SONIC (acronyme de Supersizing mOtion tracking for Natural humanoId Control) est un « modèle de fondation comportemental » dédié à la génération de mouvements du corps complet en temps réel. Le système a été entraîné sur un dataset colossal de plus de 100 millions d’images de capture de mouvement humain — soit plus de 700 heures de personnes courant, sautant ou rampant — afin de doter les robots d’une compréhension fondamentale du mouvement naturel. L’intérêt ? S’affranchir de la fastidieuse étape de l’ingénierie de récompense (reward engineering) spécifique à chaque tâche. Le système supporte aussi bien le contrôle à distance via téléopération que l’inférence à partir de modèles Vision-Langage-Action (VLA), permettant ainsi à une politique de contrôle unique et unifiée de piloter un robot de A à Z.

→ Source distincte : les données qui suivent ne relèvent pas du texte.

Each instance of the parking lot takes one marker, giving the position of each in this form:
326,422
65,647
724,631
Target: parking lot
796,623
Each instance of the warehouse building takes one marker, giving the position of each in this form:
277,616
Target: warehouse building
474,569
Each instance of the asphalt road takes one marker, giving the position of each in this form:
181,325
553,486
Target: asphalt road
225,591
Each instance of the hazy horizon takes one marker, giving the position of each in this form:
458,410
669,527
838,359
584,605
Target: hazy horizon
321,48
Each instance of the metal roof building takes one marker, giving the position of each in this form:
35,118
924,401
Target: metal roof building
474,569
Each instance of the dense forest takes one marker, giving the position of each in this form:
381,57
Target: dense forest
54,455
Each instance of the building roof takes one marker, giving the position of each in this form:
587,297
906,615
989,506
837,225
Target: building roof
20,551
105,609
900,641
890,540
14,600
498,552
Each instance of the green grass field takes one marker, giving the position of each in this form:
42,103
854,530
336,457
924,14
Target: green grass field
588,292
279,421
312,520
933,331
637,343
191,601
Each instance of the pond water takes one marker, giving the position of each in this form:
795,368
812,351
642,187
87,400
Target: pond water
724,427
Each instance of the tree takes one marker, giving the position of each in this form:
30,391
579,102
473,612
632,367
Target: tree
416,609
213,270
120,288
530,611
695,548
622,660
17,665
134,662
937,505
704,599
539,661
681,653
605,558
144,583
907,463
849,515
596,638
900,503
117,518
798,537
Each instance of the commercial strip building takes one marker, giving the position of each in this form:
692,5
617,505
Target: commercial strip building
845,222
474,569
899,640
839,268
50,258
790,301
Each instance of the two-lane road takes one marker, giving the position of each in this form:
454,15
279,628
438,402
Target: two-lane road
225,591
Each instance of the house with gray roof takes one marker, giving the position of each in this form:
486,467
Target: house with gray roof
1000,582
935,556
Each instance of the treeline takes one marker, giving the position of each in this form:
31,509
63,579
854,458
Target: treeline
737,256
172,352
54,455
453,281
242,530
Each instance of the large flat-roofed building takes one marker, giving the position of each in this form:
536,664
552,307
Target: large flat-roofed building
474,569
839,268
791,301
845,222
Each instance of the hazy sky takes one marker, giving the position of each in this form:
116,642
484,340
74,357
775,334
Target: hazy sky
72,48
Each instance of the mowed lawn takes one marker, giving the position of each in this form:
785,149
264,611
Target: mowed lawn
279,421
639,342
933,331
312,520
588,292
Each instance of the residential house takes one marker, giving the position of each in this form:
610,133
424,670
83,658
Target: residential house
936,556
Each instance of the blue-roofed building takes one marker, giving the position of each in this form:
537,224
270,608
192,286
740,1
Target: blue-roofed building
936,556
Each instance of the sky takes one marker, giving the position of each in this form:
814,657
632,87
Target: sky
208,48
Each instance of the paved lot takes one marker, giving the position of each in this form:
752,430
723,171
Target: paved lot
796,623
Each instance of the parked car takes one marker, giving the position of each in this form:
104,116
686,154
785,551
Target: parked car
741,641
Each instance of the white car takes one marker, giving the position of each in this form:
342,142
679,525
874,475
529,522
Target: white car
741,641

Et visiblement, on ne parle pas que de théorie. Un bêta-testeur a rapporté avoir déployé le système en seulement quelques heures, qualifiant ses performances de « supérieures ». Pour un secteur habitué à passer des mois sur le réglage minutieux des contrôleurs, un temps d’installation qui se compte en heures relève quasiment du miracle.
Pourquoi est-ce une étape cruciale ?
Pendant des années, la robotique humanoïde est restée coincée dans une boucle de démonstrations techniques : des prouesses d’agilité impressionnantes mais fragiles, qui ne se traduisent que rarement par des applications concrètes. En rendant ce contrôleur généraliste surpuissant accessible à tous, NVIDIA est en train de « commoditiser » la base même de la locomotion humanoïde. Cela abaisse considérablement la barrière à l’entrée pour les startups et les chercheurs, leur permettant de se concentrer sur le raisonnement de haut niveau et l’exécution des tâches plutôt que de réinventer la roue (ou plutôt la jambe) robotique.
C’est une offensive stratégique, étroitement liée au Projet GR00T (Generalist Robot 00 Technology) de NVIDIA, dont l’ambition est de créer une plateforme logicielle et IA standardisée pour la prochaine génération de machines. L’ère des saltos arrière pour générer des clics touche peut-être à sa fin, remplacée par une ère beaucoup plus banale, mais infiniment plus précieuse : celle des robots capables de faire réellement la vaisselle.